Question

I'm currently trying to get an inode for a given pathname in a kernel function. All I have available is the full pathname. I've tried attempts like:

user_path_at(AT_FDCWD, buffer, LOOKUP_FOLLOW, &path);

But the dentry in that given path isn't valid, it seems to turn out. Then I thought perhaps trying stat() and getting the inode number from that. However, that only gives me a number, not a struct inode. I don't know of a way to convert an inode number to an inode without grabbing an existing inode and traversing the entire list of inodes. And I don't even know if that would work. But I certainly don't want to do that.

Is there any simple way to get a struct inode from a char *pathname inside the kernel?

Was it helpful?

Solution

There is no easy way since struct inode is part of the kernel and you are in user space. It all depends on the particular filesystem implementation. Are you sure that info in stat struct is not enough for your needs?

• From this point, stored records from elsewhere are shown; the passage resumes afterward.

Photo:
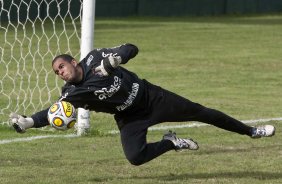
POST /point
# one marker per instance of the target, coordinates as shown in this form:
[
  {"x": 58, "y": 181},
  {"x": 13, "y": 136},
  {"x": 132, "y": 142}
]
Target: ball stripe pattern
[{"x": 62, "y": 115}]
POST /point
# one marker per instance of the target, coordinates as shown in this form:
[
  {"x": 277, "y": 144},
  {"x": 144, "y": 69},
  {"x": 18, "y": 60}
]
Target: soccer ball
[{"x": 62, "y": 115}]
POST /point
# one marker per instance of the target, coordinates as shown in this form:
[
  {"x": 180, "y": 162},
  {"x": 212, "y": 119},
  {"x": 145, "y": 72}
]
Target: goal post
[
  {"x": 32, "y": 33},
  {"x": 87, "y": 39}
]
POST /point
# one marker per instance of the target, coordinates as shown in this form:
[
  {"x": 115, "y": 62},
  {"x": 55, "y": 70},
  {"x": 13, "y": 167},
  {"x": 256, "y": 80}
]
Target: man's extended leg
[{"x": 138, "y": 151}]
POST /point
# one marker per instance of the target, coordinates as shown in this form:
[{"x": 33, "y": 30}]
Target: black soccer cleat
[{"x": 179, "y": 143}]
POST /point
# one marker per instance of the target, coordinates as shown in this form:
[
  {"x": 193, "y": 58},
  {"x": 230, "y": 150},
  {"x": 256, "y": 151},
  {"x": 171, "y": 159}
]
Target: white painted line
[{"x": 7, "y": 141}]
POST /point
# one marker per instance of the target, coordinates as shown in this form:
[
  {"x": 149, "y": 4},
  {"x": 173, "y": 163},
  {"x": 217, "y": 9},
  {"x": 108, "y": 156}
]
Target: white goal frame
[{"x": 27, "y": 82}]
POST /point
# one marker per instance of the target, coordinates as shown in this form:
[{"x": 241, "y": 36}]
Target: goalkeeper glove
[
  {"x": 21, "y": 123},
  {"x": 108, "y": 65}
]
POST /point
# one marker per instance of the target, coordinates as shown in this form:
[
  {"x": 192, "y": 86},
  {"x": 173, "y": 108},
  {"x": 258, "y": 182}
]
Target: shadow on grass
[
  {"x": 220, "y": 175},
  {"x": 199, "y": 176}
]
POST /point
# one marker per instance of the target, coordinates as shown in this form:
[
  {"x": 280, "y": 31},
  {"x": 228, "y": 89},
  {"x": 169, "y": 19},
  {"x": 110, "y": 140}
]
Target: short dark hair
[{"x": 65, "y": 57}]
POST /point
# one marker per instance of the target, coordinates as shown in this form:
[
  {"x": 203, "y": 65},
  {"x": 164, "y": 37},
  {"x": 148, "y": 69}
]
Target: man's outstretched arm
[{"x": 21, "y": 123}]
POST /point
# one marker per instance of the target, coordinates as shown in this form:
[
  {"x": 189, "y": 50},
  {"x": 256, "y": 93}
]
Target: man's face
[{"x": 65, "y": 70}]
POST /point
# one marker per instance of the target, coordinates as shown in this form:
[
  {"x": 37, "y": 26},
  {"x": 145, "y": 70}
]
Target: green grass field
[{"x": 228, "y": 63}]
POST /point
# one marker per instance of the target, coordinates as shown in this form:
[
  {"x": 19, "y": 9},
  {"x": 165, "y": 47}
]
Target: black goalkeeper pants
[{"x": 159, "y": 105}]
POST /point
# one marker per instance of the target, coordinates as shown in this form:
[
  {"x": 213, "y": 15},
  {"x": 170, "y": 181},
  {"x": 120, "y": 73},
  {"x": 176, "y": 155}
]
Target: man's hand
[
  {"x": 108, "y": 65},
  {"x": 20, "y": 123}
]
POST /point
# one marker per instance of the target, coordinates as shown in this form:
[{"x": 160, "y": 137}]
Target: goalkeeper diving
[{"x": 99, "y": 83}]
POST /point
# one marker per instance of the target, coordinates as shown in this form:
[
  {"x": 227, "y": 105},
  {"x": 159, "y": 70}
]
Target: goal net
[{"x": 32, "y": 33}]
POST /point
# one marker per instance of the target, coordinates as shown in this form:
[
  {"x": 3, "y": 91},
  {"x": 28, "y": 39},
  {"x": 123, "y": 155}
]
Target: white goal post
[
  {"x": 32, "y": 33},
  {"x": 87, "y": 38}
]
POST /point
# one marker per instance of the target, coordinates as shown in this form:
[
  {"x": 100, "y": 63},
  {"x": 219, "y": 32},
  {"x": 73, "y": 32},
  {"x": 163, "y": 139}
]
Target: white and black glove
[
  {"x": 20, "y": 123},
  {"x": 108, "y": 65}
]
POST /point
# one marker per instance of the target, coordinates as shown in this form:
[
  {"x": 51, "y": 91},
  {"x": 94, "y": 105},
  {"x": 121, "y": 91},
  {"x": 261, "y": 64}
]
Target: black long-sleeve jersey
[{"x": 118, "y": 92}]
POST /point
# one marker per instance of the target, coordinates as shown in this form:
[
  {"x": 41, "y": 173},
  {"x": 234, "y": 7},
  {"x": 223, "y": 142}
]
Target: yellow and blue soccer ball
[{"x": 62, "y": 115}]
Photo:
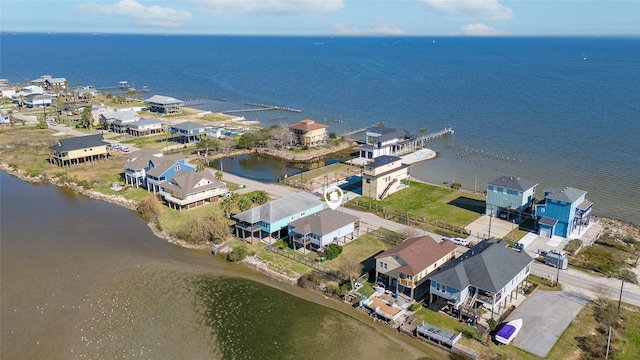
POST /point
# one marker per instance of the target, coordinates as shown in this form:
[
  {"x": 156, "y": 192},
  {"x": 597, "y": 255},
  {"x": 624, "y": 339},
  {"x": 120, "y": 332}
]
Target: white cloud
[
  {"x": 480, "y": 30},
  {"x": 477, "y": 9},
  {"x": 140, "y": 15},
  {"x": 273, "y": 7},
  {"x": 377, "y": 28}
]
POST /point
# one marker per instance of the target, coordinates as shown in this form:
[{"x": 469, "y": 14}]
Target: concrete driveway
[{"x": 545, "y": 315}]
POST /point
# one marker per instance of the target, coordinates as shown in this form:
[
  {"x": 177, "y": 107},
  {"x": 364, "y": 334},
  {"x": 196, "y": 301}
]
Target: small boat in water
[{"x": 509, "y": 331}]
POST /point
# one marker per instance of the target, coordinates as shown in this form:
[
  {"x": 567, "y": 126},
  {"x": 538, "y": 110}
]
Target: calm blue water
[{"x": 566, "y": 121}]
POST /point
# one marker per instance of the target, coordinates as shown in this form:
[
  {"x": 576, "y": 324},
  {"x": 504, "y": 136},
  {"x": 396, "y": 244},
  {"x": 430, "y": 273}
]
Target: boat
[{"x": 509, "y": 331}]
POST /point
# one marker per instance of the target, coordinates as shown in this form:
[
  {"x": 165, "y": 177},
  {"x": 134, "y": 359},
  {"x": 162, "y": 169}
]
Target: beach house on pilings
[
  {"x": 562, "y": 211},
  {"x": 78, "y": 150},
  {"x": 270, "y": 221},
  {"x": 490, "y": 273},
  {"x": 510, "y": 197}
]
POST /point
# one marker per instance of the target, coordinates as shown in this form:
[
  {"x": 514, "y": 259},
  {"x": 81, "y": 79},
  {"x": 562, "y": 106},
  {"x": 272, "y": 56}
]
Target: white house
[{"x": 322, "y": 228}]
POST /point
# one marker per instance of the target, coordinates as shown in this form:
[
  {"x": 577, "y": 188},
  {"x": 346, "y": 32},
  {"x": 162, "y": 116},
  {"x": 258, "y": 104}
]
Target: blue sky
[{"x": 326, "y": 17}]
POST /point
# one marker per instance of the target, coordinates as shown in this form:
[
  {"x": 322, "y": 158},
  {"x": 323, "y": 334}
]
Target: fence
[
  {"x": 318, "y": 267},
  {"x": 407, "y": 218}
]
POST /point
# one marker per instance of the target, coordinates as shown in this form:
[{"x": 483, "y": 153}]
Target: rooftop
[
  {"x": 514, "y": 183},
  {"x": 419, "y": 253}
]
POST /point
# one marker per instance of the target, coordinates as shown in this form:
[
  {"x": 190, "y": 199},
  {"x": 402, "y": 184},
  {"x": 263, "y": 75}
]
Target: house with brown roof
[
  {"x": 309, "y": 133},
  {"x": 406, "y": 266},
  {"x": 187, "y": 190}
]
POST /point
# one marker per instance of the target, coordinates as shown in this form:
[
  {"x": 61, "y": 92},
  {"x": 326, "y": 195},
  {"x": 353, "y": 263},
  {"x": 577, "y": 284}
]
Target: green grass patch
[{"x": 435, "y": 203}]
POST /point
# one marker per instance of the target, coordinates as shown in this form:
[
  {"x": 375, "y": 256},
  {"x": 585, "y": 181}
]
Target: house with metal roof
[
  {"x": 164, "y": 104},
  {"x": 145, "y": 127},
  {"x": 406, "y": 266},
  {"x": 116, "y": 121},
  {"x": 563, "y": 211},
  {"x": 376, "y": 141},
  {"x": 78, "y": 150},
  {"x": 308, "y": 132},
  {"x": 48, "y": 82},
  {"x": 138, "y": 163},
  {"x": 188, "y": 131},
  {"x": 384, "y": 176},
  {"x": 164, "y": 170},
  {"x": 187, "y": 190},
  {"x": 510, "y": 197},
  {"x": 489, "y": 273},
  {"x": 322, "y": 228},
  {"x": 270, "y": 221}
]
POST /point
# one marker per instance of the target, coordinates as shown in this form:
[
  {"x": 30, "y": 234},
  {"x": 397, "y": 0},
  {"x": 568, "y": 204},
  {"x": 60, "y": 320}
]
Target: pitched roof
[
  {"x": 185, "y": 182},
  {"x": 163, "y": 100},
  {"x": 567, "y": 194},
  {"x": 121, "y": 115},
  {"x": 419, "y": 253},
  {"x": 280, "y": 208},
  {"x": 383, "y": 160},
  {"x": 80, "y": 142},
  {"x": 140, "y": 159},
  {"x": 307, "y": 125},
  {"x": 187, "y": 126},
  {"x": 489, "y": 265},
  {"x": 513, "y": 183},
  {"x": 165, "y": 163},
  {"x": 144, "y": 122},
  {"x": 323, "y": 222}
]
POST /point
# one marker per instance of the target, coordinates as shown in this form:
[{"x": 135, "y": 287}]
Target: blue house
[
  {"x": 164, "y": 169},
  {"x": 562, "y": 211},
  {"x": 188, "y": 131},
  {"x": 510, "y": 196},
  {"x": 270, "y": 219}
]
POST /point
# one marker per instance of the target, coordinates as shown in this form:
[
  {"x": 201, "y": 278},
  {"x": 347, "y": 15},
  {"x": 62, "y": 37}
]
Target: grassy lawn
[{"x": 435, "y": 203}]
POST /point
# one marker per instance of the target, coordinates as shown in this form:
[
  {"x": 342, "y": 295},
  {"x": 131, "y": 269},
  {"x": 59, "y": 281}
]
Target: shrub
[{"x": 333, "y": 250}]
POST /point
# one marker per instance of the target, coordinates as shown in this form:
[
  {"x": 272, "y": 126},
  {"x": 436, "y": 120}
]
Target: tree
[
  {"x": 207, "y": 143},
  {"x": 261, "y": 197},
  {"x": 244, "y": 204},
  {"x": 86, "y": 119},
  {"x": 350, "y": 267}
]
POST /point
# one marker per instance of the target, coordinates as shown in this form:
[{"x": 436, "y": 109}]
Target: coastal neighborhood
[{"x": 446, "y": 266}]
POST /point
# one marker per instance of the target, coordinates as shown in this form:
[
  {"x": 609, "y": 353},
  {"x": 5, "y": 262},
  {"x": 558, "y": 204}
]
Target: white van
[{"x": 460, "y": 241}]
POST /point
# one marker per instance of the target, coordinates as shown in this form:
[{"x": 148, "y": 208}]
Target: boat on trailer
[{"x": 509, "y": 331}]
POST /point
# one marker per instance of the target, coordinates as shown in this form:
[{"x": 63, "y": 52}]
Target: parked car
[{"x": 460, "y": 241}]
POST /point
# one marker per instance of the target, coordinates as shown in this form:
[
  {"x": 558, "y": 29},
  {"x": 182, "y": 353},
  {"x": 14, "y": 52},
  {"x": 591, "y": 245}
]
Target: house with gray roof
[
  {"x": 376, "y": 141},
  {"x": 489, "y": 273},
  {"x": 407, "y": 266},
  {"x": 117, "y": 121},
  {"x": 270, "y": 221},
  {"x": 563, "y": 211},
  {"x": 137, "y": 165},
  {"x": 188, "y": 131},
  {"x": 78, "y": 150},
  {"x": 322, "y": 228},
  {"x": 510, "y": 197},
  {"x": 164, "y": 169},
  {"x": 164, "y": 104},
  {"x": 187, "y": 190}
]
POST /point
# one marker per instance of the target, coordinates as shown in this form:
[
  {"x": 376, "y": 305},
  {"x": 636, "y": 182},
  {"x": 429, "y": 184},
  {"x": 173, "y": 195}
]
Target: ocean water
[{"x": 530, "y": 107}]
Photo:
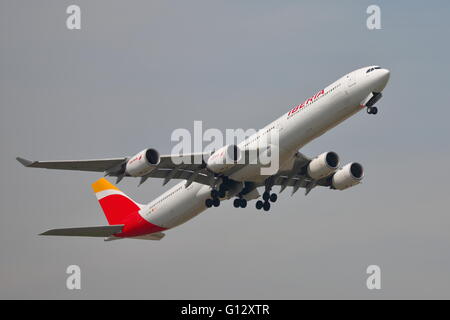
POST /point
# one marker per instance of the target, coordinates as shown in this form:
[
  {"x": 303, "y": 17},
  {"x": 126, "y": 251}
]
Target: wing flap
[{"x": 100, "y": 231}]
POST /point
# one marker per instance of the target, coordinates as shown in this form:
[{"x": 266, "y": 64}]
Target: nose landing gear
[
  {"x": 372, "y": 110},
  {"x": 267, "y": 197},
  {"x": 240, "y": 203},
  {"x": 214, "y": 200}
]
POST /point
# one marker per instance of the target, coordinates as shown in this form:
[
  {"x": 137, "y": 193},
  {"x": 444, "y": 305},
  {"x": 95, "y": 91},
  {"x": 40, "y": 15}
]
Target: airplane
[{"x": 207, "y": 182}]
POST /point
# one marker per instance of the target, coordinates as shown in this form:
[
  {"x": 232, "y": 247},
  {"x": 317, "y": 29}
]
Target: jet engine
[
  {"x": 224, "y": 158},
  {"x": 350, "y": 175},
  {"x": 142, "y": 163},
  {"x": 323, "y": 165}
]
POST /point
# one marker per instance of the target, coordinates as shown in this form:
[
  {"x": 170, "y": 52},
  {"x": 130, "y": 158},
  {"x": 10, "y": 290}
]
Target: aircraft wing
[
  {"x": 192, "y": 168},
  {"x": 99, "y": 165}
]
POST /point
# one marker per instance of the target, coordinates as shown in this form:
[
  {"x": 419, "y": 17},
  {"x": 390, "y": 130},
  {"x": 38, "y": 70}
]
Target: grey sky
[{"x": 140, "y": 69}]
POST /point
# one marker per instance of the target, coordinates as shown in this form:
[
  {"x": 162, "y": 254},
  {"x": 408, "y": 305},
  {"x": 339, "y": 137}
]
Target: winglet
[{"x": 24, "y": 162}]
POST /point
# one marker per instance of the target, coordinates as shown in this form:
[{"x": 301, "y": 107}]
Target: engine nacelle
[
  {"x": 350, "y": 175},
  {"x": 142, "y": 163},
  {"x": 224, "y": 158},
  {"x": 323, "y": 165}
]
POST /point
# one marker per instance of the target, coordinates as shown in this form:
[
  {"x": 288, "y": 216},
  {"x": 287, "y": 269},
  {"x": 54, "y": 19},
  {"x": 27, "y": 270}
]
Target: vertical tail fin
[{"x": 116, "y": 205}]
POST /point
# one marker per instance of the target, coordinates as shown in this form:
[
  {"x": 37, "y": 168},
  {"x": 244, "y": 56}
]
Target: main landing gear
[
  {"x": 267, "y": 197},
  {"x": 372, "y": 110},
  {"x": 240, "y": 203},
  {"x": 215, "y": 198}
]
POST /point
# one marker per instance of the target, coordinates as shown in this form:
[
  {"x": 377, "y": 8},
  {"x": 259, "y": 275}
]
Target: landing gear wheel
[
  {"x": 273, "y": 197},
  {"x": 372, "y": 110},
  {"x": 214, "y": 194},
  {"x": 259, "y": 204}
]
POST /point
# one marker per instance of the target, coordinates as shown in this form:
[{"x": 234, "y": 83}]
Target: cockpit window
[{"x": 371, "y": 69}]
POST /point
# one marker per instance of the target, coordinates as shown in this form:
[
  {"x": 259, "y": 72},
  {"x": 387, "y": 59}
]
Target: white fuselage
[{"x": 296, "y": 128}]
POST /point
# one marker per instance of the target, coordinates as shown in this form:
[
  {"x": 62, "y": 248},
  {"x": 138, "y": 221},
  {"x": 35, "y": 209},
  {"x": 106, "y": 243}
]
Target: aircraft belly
[{"x": 185, "y": 206}]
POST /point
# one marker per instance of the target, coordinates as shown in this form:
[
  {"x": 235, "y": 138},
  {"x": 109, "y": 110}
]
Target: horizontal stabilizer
[{"x": 101, "y": 231}]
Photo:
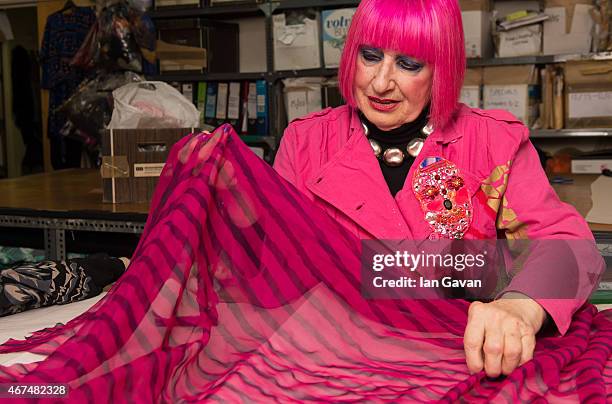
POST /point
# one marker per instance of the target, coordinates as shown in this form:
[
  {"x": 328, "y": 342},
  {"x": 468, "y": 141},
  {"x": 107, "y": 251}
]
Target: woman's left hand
[{"x": 500, "y": 335}]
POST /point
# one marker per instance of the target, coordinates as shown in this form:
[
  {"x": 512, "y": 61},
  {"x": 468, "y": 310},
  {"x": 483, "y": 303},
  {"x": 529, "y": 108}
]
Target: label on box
[
  {"x": 520, "y": 42},
  {"x": 470, "y": 96},
  {"x": 114, "y": 167},
  {"x": 590, "y": 105},
  {"x": 335, "y": 28},
  {"x": 296, "y": 46},
  {"x": 512, "y": 98},
  {"x": 473, "y": 32},
  {"x": 148, "y": 169},
  {"x": 593, "y": 166}
]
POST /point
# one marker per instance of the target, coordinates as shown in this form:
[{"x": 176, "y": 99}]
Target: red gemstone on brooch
[{"x": 443, "y": 196}]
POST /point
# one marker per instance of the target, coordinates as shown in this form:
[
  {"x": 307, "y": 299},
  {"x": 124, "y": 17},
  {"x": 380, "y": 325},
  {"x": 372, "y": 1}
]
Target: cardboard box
[
  {"x": 335, "y": 27},
  {"x": 218, "y": 39},
  {"x": 590, "y": 165},
  {"x": 132, "y": 160},
  {"x": 524, "y": 41},
  {"x": 176, "y": 3},
  {"x": 588, "y": 94},
  {"x": 173, "y": 58},
  {"x": 471, "y": 90},
  {"x": 513, "y": 88},
  {"x": 569, "y": 28},
  {"x": 302, "y": 96},
  {"x": 296, "y": 42},
  {"x": 475, "y": 15}
]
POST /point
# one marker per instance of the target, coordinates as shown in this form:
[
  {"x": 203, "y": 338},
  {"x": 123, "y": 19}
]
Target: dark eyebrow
[
  {"x": 410, "y": 58},
  {"x": 369, "y": 47}
]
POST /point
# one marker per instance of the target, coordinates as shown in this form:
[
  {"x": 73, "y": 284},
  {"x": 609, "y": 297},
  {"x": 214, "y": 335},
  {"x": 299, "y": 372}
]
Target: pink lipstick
[{"x": 382, "y": 104}]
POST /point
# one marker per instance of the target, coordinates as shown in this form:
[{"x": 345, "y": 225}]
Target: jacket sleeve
[
  {"x": 562, "y": 264},
  {"x": 285, "y": 160}
]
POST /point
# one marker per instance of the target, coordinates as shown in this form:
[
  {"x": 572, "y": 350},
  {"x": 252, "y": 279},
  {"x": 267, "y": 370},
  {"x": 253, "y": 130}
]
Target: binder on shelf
[
  {"x": 244, "y": 104},
  {"x": 187, "y": 90},
  {"x": 233, "y": 105},
  {"x": 262, "y": 108},
  {"x": 210, "y": 111},
  {"x": 201, "y": 100},
  {"x": 252, "y": 108},
  {"x": 222, "y": 93}
]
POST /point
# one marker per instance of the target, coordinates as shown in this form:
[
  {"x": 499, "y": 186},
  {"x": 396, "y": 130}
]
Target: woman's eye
[
  {"x": 371, "y": 55},
  {"x": 409, "y": 65}
]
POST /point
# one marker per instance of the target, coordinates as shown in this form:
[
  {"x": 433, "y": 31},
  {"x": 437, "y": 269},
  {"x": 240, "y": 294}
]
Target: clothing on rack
[
  {"x": 26, "y": 111},
  {"x": 64, "y": 33},
  {"x": 45, "y": 283}
]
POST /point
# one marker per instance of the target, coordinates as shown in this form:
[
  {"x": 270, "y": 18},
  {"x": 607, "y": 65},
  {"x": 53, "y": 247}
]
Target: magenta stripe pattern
[{"x": 242, "y": 290}]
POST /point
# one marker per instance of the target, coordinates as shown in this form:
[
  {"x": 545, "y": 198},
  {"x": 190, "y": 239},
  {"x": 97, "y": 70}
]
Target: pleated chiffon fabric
[{"x": 241, "y": 290}]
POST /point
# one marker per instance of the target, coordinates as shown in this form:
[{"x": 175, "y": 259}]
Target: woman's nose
[{"x": 383, "y": 80}]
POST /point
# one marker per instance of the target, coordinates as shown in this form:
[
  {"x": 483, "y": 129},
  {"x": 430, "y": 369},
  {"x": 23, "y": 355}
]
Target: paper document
[{"x": 601, "y": 194}]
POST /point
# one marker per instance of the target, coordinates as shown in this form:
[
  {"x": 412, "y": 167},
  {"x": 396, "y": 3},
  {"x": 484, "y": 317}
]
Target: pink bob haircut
[{"x": 428, "y": 30}]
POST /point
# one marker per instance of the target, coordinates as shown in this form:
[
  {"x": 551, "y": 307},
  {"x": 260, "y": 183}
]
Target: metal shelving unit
[
  {"x": 265, "y": 9},
  {"x": 570, "y": 133},
  {"x": 187, "y": 77},
  {"x": 289, "y": 4},
  {"x": 237, "y": 10}
]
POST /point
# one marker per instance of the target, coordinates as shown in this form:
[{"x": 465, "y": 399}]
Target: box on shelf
[
  {"x": 475, "y": 15},
  {"x": 219, "y": 39},
  {"x": 302, "y": 96},
  {"x": 551, "y": 112},
  {"x": 132, "y": 161},
  {"x": 253, "y": 52},
  {"x": 524, "y": 41},
  {"x": 470, "y": 92},
  {"x": 330, "y": 93},
  {"x": 513, "y": 88},
  {"x": 335, "y": 27},
  {"x": 296, "y": 41},
  {"x": 591, "y": 165},
  {"x": 176, "y": 3},
  {"x": 176, "y": 58},
  {"x": 588, "y": 94},
  {"x": 232, "y": 2},
  {"x": 569, "y": 28}
]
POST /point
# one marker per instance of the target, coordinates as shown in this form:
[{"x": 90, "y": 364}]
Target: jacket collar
[{"x": 352, "y": 182}]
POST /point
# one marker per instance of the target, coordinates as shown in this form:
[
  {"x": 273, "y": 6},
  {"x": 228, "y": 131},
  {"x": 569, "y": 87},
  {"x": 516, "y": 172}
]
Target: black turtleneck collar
[{"x": 399, "y": 135}]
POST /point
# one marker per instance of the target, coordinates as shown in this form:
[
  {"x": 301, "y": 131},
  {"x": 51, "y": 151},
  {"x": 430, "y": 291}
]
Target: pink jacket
[{"x": 327, "y": 156}]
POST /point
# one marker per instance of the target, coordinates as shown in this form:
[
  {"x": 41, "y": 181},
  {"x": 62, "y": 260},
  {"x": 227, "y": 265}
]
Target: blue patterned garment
[{"x": 63, "y": 36}]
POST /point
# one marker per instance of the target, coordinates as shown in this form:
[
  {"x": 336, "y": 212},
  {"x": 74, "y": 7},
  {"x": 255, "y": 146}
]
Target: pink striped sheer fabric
[{"x": 241, "y": 290}]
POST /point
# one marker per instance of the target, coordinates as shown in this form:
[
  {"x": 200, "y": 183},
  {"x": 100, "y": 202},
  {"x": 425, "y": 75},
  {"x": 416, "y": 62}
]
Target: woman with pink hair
[
  {"x": 249, "y": 286},
  {"x": 401, "y": 73}
]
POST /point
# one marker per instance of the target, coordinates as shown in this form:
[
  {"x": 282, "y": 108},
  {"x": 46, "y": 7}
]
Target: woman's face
[{"x": 390, "y": 88}]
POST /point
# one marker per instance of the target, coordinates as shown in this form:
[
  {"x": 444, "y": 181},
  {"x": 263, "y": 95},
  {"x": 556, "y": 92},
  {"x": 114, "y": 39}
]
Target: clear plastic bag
[
  {"x": 89, "y": 109},
  {"x": 152, "y": 104}
]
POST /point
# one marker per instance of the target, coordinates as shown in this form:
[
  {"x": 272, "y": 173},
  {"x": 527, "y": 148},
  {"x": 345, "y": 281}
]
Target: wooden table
[
  {"x": 66, "y": 200},
  {"x": 72, "y": 200},
  {"x": 578, "y": 194}
]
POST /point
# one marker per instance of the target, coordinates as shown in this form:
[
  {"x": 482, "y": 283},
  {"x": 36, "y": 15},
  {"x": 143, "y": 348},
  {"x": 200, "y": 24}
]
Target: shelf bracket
[{"x": 269, "y": 7}]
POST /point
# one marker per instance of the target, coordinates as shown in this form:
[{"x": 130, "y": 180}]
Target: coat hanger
[{"x": 69, "y": 5}]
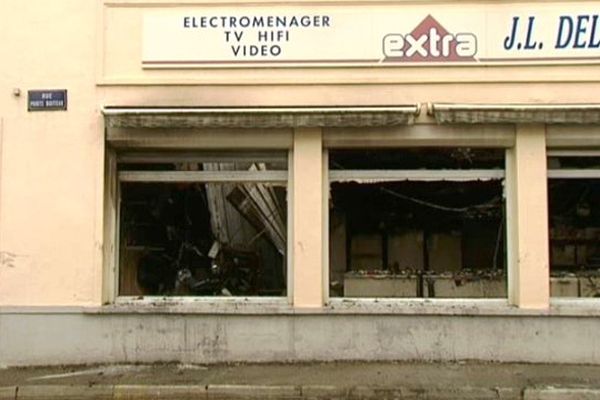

Anyway, this link might help.

OTHER TIPS

stat() will give you the inode of a file in the "st_ino" field.

Sorry, initial misunderstanding of the question.

If you want the actual inode structure within the kernel, I'm pretty certain the kernel itself wouldn't walk an array or list looking for the inode number (unless the list is very small). Since the code to the kernel is publicly available, you should be able to find out how it does it, then do the same.